Böylece Marx tarafından koyulan garip eşitliğin ne anlama geldiği görülüyor. Temelde “bütün”, “ilişki” ve “sosyal” sözcükleri aynı şeyi söylüyorlar. Söz konusu olan, filozofların arasında bölündükleri (realist ve nominalist denilen) iki tutumu da reddetmektir: Cins veya özün bireyin varlığından önce gelmesini isteyenlerle, evrensel olanların “soyutlandığı” kaynak olan bireyin birincil gerçeklik olmasını isteyenler. Zira, şaşırtıcı biçimde, bu tutumlardan ne biri ne öbürü, insan varlığında tam olarak öze ilişkin ne olduğunu düşünmeye yetenekli değildirler: Bireylerin birbirleri ile kurdukları etkin ve çoğul ilişkiler (dil, çalışma, aşk, yeniden üretim, egemenlik, çelişkiler vs.) ve ortak noktaları “cinsi” belirleyenin bu ilişkiler olduğu olgusu. İlişkiler bunu belirler, çünkü, onu her an birçok biçim altında oluştururlar. Yani ilişkiler insana uygulanmış öz kavramının yegane “gerçek” içeriğini verirler.

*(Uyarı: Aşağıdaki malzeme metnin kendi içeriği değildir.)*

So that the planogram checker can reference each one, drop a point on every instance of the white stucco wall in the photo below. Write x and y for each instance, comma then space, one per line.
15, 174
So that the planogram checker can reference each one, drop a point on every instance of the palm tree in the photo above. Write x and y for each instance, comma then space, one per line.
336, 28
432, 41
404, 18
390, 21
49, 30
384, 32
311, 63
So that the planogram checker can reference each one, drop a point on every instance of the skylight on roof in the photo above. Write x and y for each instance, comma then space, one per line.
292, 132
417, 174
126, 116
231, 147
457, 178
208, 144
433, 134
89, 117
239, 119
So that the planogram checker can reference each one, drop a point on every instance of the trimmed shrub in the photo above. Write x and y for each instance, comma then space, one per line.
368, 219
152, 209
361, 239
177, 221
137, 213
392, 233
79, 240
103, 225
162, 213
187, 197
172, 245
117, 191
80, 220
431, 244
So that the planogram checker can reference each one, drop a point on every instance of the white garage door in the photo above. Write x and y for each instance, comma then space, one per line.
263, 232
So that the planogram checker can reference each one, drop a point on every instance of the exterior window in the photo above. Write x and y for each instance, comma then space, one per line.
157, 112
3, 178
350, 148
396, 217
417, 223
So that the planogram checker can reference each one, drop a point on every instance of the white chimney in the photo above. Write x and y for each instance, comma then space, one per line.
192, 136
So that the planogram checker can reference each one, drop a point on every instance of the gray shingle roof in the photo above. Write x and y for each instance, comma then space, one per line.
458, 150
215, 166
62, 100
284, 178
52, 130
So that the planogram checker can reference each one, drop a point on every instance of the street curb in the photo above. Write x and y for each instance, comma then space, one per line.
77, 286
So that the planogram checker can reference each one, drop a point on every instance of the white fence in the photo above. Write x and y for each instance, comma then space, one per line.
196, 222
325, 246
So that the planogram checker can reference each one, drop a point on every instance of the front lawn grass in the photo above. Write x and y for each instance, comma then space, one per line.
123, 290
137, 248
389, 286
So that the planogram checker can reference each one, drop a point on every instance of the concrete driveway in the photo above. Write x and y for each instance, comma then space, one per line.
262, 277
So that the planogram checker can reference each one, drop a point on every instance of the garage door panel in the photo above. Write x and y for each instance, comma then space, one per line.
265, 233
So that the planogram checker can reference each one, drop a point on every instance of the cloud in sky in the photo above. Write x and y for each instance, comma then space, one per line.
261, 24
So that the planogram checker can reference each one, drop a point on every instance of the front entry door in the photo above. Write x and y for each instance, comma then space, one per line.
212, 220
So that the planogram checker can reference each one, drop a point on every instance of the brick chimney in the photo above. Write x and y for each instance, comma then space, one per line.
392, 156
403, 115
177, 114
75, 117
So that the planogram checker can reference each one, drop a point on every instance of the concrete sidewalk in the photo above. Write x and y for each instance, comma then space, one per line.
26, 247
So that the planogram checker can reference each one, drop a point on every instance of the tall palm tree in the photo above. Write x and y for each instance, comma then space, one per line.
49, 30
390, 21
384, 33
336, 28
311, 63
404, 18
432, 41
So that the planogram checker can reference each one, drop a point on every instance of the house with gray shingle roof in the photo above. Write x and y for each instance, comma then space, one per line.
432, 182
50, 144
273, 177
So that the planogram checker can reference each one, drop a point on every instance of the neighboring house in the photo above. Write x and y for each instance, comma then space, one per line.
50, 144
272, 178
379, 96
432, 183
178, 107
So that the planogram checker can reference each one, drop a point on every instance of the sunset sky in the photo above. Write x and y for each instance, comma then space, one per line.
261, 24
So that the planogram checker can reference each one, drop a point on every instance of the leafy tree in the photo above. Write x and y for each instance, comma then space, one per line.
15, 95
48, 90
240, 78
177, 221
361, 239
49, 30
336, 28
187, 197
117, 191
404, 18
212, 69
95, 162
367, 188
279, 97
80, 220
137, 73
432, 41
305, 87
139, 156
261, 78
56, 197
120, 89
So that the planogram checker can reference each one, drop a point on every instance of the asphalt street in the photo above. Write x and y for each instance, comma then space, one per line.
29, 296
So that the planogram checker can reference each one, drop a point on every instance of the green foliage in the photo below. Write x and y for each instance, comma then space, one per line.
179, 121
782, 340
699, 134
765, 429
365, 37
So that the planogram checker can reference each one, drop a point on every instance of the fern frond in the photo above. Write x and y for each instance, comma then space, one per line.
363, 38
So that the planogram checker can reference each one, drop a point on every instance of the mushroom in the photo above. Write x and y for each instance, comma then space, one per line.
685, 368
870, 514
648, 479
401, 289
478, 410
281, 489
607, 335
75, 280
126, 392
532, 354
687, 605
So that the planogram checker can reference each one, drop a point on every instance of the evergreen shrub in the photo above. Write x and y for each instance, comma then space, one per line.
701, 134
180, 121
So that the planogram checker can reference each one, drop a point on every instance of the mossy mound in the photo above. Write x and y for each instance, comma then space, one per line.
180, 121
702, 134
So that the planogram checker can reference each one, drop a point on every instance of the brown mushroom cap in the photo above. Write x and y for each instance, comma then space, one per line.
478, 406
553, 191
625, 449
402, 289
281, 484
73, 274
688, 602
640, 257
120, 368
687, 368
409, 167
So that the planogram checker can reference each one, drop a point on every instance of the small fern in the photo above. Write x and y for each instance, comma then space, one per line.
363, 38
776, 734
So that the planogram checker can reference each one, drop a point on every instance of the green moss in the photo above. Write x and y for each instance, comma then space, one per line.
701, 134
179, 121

Transbireysel (bireyler-arası)
Burada, kesinlikle,bu bakış açısının orijinal ve Marx’a özgü olup olmadığını tartışmıyoruz. Kesin olan bunun aynı anda felsefi veya politik tartışma alanında (“ontoloji”[12] olarak adlandırılan düzeyde) sonuçlar içerdiğidir. Marx’ın yararlandığı sözcükler aynı anda bireyci bakış açısının (bireyin üstünlüğü ve özellikle kendisi için tanımlanabilecek olan bir bireysellik varsayımı, ister biyoloji, ister psikoloji, isterse ekonomik davranış vb. anlamında olsun, soyutlanma) ve organizist bakış açısının (günümüzde anglo-sakson örneğinde olduğu gibi holist görüş diye adlandırılan: bütünün ve özellikle, insanın işlevsel bir ögesinden başka bir şey olmadığı, bölünemez bir birim sayılan toplumun üstünlüğü) reddedilmesidir.[13] Dolayısıyla ne Hobbes ve Bentham’ın “monad”ı, ne de Auguste Comte’un “büyük varlık”ı. (Fransızcayı neredeyse Almanca kadar iyi konuşan) Marx’ın, belirgin biçimde, “tüm” veya tamamı anlamına gelen das Ganze sözcüğünü kullanmaktan kaçınmak için “bütünü” (Fransızca “ensemble” -ç.n.) yabancı kelimesini kullanmaya çalışacak olması anlamlıdır.
İnsani öz sorununu, ona formel bir yanıt vererek (ve böylece teorik hümanizmin getirdiğinden başka bir sorunsalın tohumunu barındıran) taşıyan bu kurucu ilişki kavramını karakterize etmek için, gerekirse uydurarak biz de metne bir sözcük ekleseydik, belki de bunlar biçimsel olarak (özde değil) daha açık olacaklardı. Aslında, sözcük mevcuttur, ama XX. yüzyıl düşünürlerinde (Kojëve, Simondon, Lacan…): Söz konusu olan insanlığı transbireysel bir gerçeklik olarak düşünmek ve hatta transbireyselliği şöyle düşünmektir:[14] İdeal olarak her bireyin “içinde” olan (bir biçim veya öz olarak) veya onu sınıflandırmaya dıştan hizmet eden değil, bir çok etkileşimli eylemlerinin sonucu olarak bireyler arasında var olandır.